Between political pundits, pollsters, and stump speeches, it’s easy to get lost this election season. So much noise!
And in times like this, Americans turn to an emotionless medium for the political questions they have: Google. It’s here that you’ll find some of the most revealing questions Americans have about America’s two major party presidential candidates.
Luckily, Google has a service called Google Trends. If you’re looking for what people are searching on Google, Trends is the place to explore as much.
Given that we’re just a few short weeks away from the November 8 presidential election, Google Trends has been cataloging what people are searching for on each candidate on a day-to-day basis. And what they’re searching for speaks volumes.
Here’s a look at what people are searching for most when it comes to Republican presidential candidate Donald J. Trump, just the past day:
Based on those questions, it’s clear that both Trump supporters and non-supporters alike are looking for information on Trump’s campaign. Most tellingly, based on the chart to the left, people are looking up what Trump said most recently instead of his main policy tentpoles: building a wall along the US/Mexico border, defeating ISIS, and strengthening the economy.

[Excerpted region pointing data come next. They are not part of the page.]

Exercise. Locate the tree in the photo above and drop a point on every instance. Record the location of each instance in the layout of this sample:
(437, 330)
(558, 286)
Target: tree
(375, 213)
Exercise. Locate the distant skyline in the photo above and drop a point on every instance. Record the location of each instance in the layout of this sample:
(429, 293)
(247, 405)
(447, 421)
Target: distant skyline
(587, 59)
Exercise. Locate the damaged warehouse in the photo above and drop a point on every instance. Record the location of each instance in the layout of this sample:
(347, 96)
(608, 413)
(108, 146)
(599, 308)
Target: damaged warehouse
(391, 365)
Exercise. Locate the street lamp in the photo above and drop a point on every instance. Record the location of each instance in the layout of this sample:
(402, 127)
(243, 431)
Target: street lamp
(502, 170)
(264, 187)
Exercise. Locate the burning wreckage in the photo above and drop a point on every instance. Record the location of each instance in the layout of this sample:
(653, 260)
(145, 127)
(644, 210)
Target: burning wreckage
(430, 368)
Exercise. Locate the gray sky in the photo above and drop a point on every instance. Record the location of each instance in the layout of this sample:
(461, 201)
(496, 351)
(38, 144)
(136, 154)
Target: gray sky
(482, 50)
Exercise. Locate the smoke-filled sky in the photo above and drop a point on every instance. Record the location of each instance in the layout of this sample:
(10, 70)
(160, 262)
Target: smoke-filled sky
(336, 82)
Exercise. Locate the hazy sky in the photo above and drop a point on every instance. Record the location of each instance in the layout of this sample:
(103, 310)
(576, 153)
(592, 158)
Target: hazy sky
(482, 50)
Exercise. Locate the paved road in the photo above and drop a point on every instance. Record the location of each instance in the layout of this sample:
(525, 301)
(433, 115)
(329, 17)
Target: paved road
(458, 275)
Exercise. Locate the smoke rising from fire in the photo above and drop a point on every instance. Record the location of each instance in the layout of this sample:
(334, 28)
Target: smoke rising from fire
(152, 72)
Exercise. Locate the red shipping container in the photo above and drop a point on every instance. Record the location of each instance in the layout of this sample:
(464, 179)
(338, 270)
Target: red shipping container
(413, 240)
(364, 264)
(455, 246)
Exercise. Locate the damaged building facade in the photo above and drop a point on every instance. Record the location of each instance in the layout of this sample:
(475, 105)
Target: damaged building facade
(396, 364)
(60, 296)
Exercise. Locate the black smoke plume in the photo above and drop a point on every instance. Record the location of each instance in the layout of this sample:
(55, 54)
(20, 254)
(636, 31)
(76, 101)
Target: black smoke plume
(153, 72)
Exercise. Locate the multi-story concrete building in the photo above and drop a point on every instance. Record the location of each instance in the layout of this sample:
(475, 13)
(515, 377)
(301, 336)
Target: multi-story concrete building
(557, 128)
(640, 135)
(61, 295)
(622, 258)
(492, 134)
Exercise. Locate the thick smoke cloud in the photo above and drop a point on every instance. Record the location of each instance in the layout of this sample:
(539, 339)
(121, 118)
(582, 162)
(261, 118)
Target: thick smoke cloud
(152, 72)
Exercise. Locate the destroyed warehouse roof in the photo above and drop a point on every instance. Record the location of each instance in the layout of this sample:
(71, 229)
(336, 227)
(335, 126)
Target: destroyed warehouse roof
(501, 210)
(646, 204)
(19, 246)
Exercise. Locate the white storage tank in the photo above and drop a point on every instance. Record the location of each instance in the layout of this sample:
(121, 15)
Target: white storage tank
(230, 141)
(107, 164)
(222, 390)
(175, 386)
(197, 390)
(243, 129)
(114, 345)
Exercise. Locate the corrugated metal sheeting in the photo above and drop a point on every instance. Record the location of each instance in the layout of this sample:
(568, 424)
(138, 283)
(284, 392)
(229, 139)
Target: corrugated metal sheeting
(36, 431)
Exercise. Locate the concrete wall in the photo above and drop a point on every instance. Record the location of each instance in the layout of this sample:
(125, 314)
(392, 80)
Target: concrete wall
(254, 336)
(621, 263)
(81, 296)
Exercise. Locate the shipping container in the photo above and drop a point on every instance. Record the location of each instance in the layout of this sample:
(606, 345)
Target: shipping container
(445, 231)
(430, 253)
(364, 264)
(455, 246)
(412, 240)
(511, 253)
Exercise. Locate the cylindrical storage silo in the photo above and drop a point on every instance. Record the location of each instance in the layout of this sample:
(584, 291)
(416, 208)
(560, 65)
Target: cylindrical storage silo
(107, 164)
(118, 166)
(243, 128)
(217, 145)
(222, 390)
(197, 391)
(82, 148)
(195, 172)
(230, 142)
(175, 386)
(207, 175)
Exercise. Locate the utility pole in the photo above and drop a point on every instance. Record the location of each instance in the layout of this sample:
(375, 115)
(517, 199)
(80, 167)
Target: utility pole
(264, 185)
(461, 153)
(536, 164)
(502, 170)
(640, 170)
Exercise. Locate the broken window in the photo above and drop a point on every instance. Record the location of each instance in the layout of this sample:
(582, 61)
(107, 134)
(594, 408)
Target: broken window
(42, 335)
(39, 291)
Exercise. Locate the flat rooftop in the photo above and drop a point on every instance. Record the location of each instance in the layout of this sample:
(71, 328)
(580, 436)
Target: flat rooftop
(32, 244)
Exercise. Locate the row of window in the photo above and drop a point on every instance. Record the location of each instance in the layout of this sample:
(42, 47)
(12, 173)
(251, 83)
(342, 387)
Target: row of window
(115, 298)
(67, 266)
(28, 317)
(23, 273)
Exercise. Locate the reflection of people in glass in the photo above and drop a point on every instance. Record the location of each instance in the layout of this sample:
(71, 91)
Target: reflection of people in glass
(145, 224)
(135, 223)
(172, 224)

Things get even more revealing when you look at general searches related to Trump’s campaign:
The top two results are Natasha Stoynoff and Jessica Leeds, respectively — two of the women accusing Trump of sexual assault. It’s not surprising that their names are the top-trending searches related to Trump’s campaign, given the sexual assault allegations leveled at Trump are dominating news coverage of his campaign. He’s repeatedly brought up the allegations himself in stump speeches, in addition to the flood of stories this week with new accusers coming forward.

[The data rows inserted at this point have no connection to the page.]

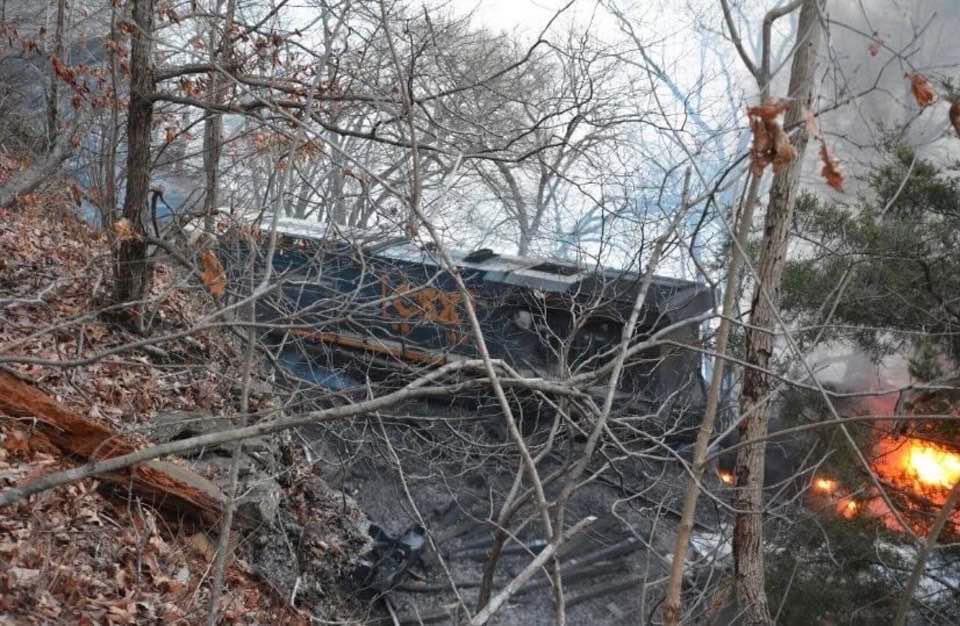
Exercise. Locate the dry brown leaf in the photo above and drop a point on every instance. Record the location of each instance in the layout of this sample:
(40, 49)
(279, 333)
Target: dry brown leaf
(770, 143)
(810, 121)
(783, 151)
(831, 171)
(922, 90)
(213, 275)
(202, 545)
(760, 150)
(770, 109)
(123, 230)
(955, 116)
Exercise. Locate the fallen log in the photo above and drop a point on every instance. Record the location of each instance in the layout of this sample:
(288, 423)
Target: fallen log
(167, 486)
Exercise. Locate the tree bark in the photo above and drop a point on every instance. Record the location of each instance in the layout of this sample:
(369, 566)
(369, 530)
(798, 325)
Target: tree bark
(131, 267)
(53, 105)
(754, 400)
(221, 52)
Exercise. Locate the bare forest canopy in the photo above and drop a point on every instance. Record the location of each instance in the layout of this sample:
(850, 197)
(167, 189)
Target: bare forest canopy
(370, 311)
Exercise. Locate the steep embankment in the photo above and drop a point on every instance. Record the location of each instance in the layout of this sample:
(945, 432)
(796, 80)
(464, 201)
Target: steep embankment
(84, 554)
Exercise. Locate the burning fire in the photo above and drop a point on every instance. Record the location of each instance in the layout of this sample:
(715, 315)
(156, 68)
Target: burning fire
(922, 466)
(826, 485)
(849, 509)
(925, 470)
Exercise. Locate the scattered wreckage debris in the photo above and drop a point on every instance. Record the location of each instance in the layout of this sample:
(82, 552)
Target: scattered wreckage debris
(390, 558)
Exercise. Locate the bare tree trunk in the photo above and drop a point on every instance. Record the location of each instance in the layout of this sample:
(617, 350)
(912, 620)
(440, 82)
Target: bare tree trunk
(38, 173)
(53, 105)
(754, 401)
(108, 201)
(672, 610)
(221, 51)
(131, 268)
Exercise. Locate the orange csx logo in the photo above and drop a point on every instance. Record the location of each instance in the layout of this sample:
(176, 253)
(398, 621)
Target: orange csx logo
(428, 304)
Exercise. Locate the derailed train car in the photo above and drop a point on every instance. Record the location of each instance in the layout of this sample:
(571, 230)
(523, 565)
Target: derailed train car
(390, 301)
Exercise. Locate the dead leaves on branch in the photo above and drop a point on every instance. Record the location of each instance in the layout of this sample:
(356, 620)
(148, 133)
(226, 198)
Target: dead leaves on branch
(831, 171)
(213, 275)
(925, 95)
(123, 230)
(955, 116)
(771, 145)
(922, 90)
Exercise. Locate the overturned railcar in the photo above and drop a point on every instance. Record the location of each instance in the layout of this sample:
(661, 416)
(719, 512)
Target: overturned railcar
(390, 301)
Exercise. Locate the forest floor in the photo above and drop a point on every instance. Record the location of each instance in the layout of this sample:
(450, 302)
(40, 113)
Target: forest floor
(80, 554)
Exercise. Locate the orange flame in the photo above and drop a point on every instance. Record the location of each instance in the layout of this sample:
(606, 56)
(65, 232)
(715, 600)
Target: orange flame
(920, 465)
(849, 509)
(826, 485)
(927, 470)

Looking at the same trend charts for Democratic presidential candidate Hillary Clinton offers a look into a campaign that’s seemingly more in control of its messaging:
Given that First Lady Michelle Obama’s speech on Thursday went viral — Obama is a surrogate for Clinton’s campaign — people are looking her up. That same thing applies to the second-highest result: Clinton’s Wikipedia page was hacked and replaced earlier this week (it’s been fixed).

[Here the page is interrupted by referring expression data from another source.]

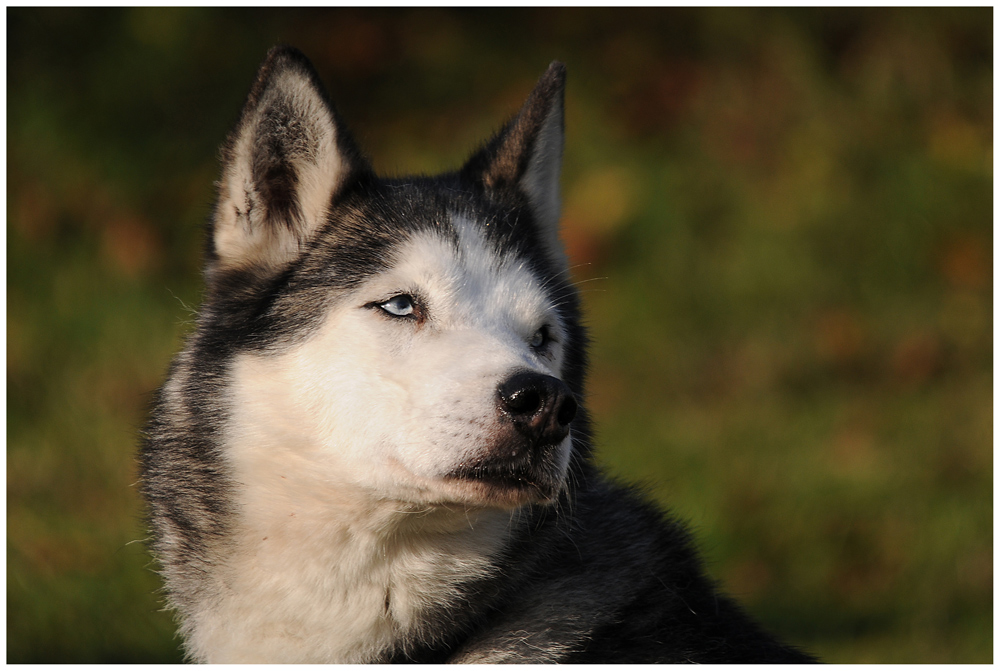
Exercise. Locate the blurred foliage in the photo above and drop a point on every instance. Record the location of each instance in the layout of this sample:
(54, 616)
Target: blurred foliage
(781, 221)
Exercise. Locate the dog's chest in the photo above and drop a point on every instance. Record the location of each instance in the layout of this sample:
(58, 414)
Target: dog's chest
(305, 586)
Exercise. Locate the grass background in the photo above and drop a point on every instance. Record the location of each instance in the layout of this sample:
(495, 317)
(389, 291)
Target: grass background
(781, 220)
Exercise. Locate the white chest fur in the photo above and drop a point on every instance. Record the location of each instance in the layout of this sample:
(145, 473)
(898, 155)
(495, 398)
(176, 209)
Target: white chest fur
(305, 583)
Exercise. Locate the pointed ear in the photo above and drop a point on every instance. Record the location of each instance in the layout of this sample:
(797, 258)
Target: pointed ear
(526, 157)
(282, 165)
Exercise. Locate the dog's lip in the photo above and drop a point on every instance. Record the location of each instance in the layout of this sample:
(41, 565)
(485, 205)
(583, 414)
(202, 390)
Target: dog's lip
(507, 482)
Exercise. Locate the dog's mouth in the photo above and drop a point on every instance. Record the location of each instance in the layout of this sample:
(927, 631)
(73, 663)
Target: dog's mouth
(527, 476)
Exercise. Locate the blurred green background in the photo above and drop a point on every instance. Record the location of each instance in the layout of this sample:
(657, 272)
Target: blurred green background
(781, 221)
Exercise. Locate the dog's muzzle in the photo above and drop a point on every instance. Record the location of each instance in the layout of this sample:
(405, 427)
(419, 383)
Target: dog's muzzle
(541, 407)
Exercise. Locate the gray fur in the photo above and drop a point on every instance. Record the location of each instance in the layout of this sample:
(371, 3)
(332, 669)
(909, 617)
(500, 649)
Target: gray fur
(597, 574)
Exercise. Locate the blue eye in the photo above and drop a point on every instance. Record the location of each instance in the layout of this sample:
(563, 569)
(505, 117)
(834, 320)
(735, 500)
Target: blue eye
(399, 306)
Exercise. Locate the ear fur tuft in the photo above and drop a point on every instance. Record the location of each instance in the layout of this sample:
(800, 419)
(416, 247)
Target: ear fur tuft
(526, 157)
(282, 164)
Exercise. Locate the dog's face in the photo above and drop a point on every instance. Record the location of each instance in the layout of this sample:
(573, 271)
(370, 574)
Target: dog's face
(418, 329)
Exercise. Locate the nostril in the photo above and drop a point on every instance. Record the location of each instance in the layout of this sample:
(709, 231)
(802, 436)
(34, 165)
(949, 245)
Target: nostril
(567, 411)
(523, 402)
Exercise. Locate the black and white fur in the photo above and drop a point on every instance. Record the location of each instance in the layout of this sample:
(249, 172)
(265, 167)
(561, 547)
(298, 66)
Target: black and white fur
(373, 447)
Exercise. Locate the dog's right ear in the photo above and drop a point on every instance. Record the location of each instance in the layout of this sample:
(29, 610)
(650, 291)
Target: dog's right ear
(287, 158)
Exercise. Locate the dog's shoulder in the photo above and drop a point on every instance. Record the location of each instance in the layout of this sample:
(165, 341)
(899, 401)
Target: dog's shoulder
(612, 577)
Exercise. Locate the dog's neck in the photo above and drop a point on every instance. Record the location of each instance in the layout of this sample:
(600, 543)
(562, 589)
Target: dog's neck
(335, 573)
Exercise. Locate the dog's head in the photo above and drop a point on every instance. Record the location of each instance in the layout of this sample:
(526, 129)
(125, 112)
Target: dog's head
(416, 338)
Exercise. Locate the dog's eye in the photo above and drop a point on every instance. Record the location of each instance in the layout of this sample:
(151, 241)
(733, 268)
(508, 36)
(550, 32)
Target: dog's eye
(399, 306)
(540, 339)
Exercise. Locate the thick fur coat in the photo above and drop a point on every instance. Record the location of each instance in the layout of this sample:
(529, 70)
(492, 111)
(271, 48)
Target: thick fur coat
(374, 446)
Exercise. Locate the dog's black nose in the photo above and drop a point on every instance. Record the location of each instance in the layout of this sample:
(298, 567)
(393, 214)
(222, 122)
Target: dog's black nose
(541, 406)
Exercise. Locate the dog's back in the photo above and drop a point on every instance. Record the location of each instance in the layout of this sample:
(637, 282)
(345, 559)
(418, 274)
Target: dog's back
(374, 448)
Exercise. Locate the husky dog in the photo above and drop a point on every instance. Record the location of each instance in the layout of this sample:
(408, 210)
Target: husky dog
(373, 447)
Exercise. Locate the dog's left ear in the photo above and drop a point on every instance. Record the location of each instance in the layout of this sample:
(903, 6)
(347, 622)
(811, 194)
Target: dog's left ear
(286, 160)
(526, 157)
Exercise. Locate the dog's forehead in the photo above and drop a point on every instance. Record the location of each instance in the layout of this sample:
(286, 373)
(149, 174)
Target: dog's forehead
(468, 269)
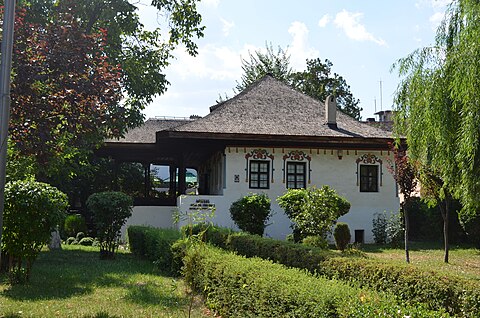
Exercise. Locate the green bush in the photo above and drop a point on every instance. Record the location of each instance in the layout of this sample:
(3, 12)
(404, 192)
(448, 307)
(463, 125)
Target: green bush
(459, 297)
(71, 240)
(313, 211)
(79, 236)
(251, 213)
(212, 234)
(342, 235)
(73, 224)
(283, 252)
(86, 241)
(110, 212)
(315, 241)
(153, 244)
(234, 286)
(33, 210)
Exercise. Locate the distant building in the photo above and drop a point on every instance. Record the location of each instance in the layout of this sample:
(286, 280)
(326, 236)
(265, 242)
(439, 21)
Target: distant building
(267, 139)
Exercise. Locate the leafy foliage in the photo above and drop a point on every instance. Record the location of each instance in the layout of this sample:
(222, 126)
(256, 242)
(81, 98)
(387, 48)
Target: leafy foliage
(316, 81)
(438, 103)
(74, 223)
(110, 211)
(33, 210)
(251, 213)
(342, 235)
(314, 211)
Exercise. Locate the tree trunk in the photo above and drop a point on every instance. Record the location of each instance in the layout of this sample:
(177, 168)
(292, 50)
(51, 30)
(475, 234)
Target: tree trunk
(407, 226)
(445, 212)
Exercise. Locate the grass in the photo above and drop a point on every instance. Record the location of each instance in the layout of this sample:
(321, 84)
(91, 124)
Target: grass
(74, 282)
(463, 261)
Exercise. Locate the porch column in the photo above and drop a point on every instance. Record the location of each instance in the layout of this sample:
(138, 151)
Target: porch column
(172, 188)
(182, 175)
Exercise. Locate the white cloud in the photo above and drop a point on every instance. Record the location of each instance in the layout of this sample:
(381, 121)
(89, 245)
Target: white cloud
(298, 49)
(350, 23)
(211, 3)
(227, 25)
(435, 20)
(324, 20)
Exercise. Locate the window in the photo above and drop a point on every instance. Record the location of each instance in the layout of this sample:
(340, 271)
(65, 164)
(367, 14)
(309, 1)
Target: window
(296, 175)
(259, 174)
(368, 178)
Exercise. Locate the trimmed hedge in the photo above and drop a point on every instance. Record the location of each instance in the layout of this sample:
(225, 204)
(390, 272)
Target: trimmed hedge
(459, 297)
(235, 286)
(153, 244)
(283, 252)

What’s more interesting in Clinton’s case is what type of questions people are asking on Google:
Unlike the questions people are asking Google about Trump, the questions people are asking about Clinton have more to do with her as a person than her faults.
Based on the chart to the right, it’s clear that the most notable negatives attached to Clinton are storylines involving the attack on the American embassy in Libya (“Benghazi”), the private email server she used while serving as secretary of state (“emails”), and her family’s foundation (“Clinton Foundation”).
Yet, outside of the least-searched question, it looks like few people are turning to Google to ask about Clinton’s negatives.
Instead, they’re wondering if Fox News host Megyn Kelly is voting for Clinton or Trump.